Il confie également des chiffres à la journaliste. C’est ainsi que, révèle le Conseil constitutionnel algérien, 1.757.043 bulletins nuls. «C’est plus que les voix recueillies par le FLN: 1.681.321 suffrages! C’est une façon pour ces électeurs de s’exprimer, de dire qu’ils refusent de jouer le jeu mais de manière pacifique», analyse-t-il.

Le contexte où se sont déroulées ces élections expliquent les résultats. «Il n’est pas normal qu’un parti reste au pouvoir plus de cinquante ans. Or, le seul moyen dont ils disposent pour dire "non" est l’abstention».

Revenant sur la campagne qui a précédé les votations, Nacer Djabi relève les appels au boycott «venant non pas des partis mais de la société civile. Est-ce un phénomène nouveau?», lui demande la journaliste du Monde. Il confirme que le phénomène est apparu en 2012. A travers les réseaux sociaux, les jeunes expriment aussi bien des sentiments de colère qu'un désintérêt. Il prend pour exemple une vidéo diffusée sur la toile «Mansotich » (je ne saute pas), qui a enregistré près de 4 millions vues.

Pour lui, «les Algériens voient bien que les élections sont entachées de corruption: les places dans les listes sont monnayées». Il fait un retour en arrière et rappelle qu’auparavant, «des membres de la classe moyenne, fonctionnaires surtout, pouvaient se présenter aux élections. Depuis 2007, (...) ce sont les grands hommes d’affaires qui s’intéressent à la vie politique. Ils sont candidats, achètent leur place sur les listes pour avoir une bonne position».

Il commente également les résultats des deux partis de l’alliance présidentielle: FLN et RND. Le premier recule de 50 sièges, le second progresse de 30. «Nous avons un parti unique à deux têtes. Il s’agit de vases communiquant: ce que le FLN perd, le RND le gagne», lance le sociologue.

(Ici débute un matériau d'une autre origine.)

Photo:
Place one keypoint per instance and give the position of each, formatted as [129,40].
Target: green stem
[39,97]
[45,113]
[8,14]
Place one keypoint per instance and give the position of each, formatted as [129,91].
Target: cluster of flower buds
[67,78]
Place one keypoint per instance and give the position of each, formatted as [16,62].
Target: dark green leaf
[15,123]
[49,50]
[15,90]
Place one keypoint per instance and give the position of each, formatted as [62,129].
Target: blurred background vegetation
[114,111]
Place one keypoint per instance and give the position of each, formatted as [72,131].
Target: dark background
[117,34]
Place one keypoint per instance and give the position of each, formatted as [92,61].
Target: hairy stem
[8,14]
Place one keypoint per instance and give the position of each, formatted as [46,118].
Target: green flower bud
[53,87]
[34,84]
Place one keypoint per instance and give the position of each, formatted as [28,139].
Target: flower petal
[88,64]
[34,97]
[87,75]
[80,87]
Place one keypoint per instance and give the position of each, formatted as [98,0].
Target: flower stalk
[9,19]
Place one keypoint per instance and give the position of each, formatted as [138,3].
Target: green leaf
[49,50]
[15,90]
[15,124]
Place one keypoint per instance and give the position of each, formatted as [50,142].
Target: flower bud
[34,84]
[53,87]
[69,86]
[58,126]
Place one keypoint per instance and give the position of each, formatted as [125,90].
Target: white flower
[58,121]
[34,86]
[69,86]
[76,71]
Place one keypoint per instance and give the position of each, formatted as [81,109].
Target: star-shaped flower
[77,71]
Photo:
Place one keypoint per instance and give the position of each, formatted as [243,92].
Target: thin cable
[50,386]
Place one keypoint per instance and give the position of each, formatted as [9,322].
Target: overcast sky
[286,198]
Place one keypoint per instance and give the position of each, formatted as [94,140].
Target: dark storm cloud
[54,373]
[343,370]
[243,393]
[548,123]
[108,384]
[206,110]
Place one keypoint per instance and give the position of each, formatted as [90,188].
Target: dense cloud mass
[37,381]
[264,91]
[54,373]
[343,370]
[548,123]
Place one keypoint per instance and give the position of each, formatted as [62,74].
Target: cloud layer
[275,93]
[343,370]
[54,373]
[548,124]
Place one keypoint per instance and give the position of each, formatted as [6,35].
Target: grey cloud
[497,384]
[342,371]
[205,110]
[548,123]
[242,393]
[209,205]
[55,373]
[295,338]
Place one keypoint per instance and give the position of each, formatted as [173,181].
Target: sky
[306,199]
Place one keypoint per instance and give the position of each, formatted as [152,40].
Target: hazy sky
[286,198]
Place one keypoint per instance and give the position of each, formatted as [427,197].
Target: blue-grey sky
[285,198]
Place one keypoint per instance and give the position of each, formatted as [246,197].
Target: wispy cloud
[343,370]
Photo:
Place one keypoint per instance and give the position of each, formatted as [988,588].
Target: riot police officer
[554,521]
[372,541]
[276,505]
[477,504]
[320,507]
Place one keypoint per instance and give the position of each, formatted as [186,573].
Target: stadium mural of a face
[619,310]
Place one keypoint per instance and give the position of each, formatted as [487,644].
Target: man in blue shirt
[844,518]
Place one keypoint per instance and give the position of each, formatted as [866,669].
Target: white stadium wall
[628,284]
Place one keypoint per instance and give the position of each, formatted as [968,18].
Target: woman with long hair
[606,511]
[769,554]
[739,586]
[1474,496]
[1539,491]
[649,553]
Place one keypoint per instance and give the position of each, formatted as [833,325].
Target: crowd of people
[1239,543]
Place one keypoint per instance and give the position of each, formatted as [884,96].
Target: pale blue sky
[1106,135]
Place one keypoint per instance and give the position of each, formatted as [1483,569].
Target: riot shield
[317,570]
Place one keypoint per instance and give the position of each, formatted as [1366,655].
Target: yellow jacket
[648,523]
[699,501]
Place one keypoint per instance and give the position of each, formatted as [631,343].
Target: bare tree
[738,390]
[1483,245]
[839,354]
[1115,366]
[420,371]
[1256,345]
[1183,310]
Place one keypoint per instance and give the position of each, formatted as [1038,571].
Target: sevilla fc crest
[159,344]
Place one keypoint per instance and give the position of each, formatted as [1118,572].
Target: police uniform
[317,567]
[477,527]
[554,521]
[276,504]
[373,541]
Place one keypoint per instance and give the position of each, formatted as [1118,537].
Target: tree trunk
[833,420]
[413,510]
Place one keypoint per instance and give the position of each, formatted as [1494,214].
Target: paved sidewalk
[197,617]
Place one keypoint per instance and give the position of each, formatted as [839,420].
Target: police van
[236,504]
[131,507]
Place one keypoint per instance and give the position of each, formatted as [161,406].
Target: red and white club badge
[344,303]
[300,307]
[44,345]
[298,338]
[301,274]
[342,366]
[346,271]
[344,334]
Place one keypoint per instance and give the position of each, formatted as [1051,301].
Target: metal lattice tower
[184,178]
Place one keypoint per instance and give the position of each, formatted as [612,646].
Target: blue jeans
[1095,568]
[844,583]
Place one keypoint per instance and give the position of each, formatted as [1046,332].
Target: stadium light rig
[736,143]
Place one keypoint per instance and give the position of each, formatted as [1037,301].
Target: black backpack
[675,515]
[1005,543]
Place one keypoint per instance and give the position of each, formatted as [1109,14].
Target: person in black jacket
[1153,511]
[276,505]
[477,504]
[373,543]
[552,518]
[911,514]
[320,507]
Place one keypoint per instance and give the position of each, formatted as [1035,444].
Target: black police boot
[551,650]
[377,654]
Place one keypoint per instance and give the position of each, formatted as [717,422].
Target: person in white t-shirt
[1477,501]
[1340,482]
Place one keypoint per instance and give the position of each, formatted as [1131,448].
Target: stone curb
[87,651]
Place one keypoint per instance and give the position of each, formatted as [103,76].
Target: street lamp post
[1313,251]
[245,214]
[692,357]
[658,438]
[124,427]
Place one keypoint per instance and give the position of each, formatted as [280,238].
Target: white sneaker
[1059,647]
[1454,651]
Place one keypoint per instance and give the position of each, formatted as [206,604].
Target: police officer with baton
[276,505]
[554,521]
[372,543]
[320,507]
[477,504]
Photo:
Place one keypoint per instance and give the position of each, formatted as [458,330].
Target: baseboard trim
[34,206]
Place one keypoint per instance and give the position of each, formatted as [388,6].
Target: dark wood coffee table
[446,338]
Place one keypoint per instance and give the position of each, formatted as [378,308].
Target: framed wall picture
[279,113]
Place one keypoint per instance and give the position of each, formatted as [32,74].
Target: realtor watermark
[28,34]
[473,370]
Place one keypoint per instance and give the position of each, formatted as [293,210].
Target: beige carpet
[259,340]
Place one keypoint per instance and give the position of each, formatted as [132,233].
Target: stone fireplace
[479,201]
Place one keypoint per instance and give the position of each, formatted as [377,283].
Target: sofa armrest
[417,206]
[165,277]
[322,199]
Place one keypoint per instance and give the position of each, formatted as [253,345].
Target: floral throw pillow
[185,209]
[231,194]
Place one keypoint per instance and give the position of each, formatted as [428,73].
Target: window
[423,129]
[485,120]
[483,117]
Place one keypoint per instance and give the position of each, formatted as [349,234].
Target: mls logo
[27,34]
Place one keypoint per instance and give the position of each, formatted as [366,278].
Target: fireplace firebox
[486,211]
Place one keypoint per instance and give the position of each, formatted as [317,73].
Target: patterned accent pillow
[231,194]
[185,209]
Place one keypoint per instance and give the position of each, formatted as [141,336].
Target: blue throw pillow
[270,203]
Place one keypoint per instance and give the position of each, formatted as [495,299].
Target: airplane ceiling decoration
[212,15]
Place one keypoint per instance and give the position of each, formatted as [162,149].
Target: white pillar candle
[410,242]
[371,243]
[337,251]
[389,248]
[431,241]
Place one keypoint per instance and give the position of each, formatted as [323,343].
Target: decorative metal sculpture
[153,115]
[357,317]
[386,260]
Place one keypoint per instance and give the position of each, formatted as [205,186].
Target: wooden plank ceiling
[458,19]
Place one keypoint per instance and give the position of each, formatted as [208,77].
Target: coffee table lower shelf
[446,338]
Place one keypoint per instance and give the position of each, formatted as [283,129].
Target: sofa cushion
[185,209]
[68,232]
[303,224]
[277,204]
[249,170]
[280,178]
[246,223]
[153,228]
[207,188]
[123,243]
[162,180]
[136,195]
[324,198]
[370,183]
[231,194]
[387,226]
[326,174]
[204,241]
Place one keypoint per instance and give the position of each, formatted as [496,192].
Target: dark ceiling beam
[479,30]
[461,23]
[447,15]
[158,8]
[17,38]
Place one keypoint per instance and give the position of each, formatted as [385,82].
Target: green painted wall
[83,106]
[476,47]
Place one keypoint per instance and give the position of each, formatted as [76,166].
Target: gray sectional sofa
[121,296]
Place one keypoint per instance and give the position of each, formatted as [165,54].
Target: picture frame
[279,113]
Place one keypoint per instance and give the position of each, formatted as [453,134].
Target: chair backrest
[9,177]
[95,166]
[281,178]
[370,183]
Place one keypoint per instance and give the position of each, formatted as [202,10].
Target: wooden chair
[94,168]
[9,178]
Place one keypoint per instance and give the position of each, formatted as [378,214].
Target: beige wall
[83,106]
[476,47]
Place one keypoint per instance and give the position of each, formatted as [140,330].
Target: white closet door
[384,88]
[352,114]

Evoquant les partis islamistes, arrivés en troisième position, il explique qu’«ils sont différents du FIS, dont ils n’ont pas la base populaire. Ce sont des gens intégrés dans le système, qui veulent être une force politique».

Pour leur part, les nombreux partis dits d’opposition n’arrivent pas à faire le contrepoids avec les formations politiques au pouvoir. «Parce que le jeu politique est biaisé avant même les élections. On ne laisse pas travailler les partis. On empêche des réunions, des manifestations, on leur interdit une visibilité médiatique», indique-t-il.

En conclusion, il confirme que «les signes de grand mécontentement sont là. Il y a des transformations profondes au sein de la société algérienne, comme l’ont montré ces vidéos de jeunes youtubeurs pendant la campagne électorale». «On a l’impression que le pouvoir, au lieu d’y répondre, fonce dans le mur», ajoute-t-il.